Academies raise standards, twitters DfE. Not exactly, says FactCheck

Janet Downs's picture
The Department for Education (DfE) is in a Twitter frenzy: “Do academies raise standards? Yes - says Channel 4's @FactCheck.” Unfortunately for the DfE, Channel 4’s FactCheck did not give a categorical thumbs-up.

Channel 4’s FactCheck sarched for evidence to back up Mr Gove’s statement in his speech on 4 January 2012 that the “the 166 sponsored academies with results in both 2010 and 2011, the percentage point increase in pupils achieving five plus A*-C including English and maths was double that of maintained schools.” DfE statistics back this up, but FactCheck pointed out that the sponsored academies were established from underperforming schools and “If you compare the exam results of an underperforming school to an average one, you are starting from a lower base, and it may be that the worse things are to begin with, the quicker they improve.”

FactCheck looked at research that compared like with like - balancing academies with schools that have similar pupil demographics and levels of attainment. It considered two studies: one by the National Audit Office (NAO) and the London School of Economics (LSE) report on the academy effect. FactCheck found that both studies concluded “tentatively that there is some evidence that some academies may be delivering GCSE gains faster than similar schools.” “Tentatively”, “some evidence”, “may be” are not phrases associated with a fully positive recommendation.

FactCheck looked at other evidence. It found that the House of Commons public accounts committee had noted that there was no way of discovering whether an academy’s success could be attributed to its newfound autonomy as opposed to other features related to the school’s academy status. FactCheck cited concerns about whether the pupils who are being compared are sitting exams of comparable difficulty, and it also found that academies tended to do worse than other school on the Ebac measure.
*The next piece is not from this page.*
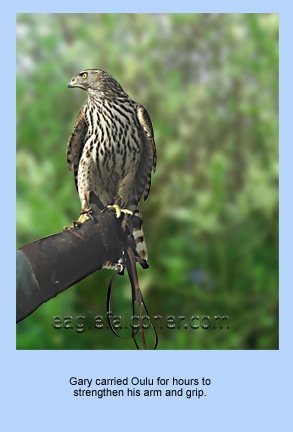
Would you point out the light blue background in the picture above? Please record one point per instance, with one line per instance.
(249, 390)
FactCheck’s verdict was that “a dose of healthy scepticism appears to be needed whenever ministers seek to use statistics to prove the supposed superiority of the academy model.” At the same time, it’s not entirely true to say there is absolutely no proof that academies increase performance. FactCheck concluded, “What we still don’t know is whether the improvements will continue in the long term, whether they will be felt in academies that were already academically successful, whether the effect has anything to do with increased autonomy, and whether the whole project is cost-effective.”

Not entirely the ringing endorsement claimed by the DfE.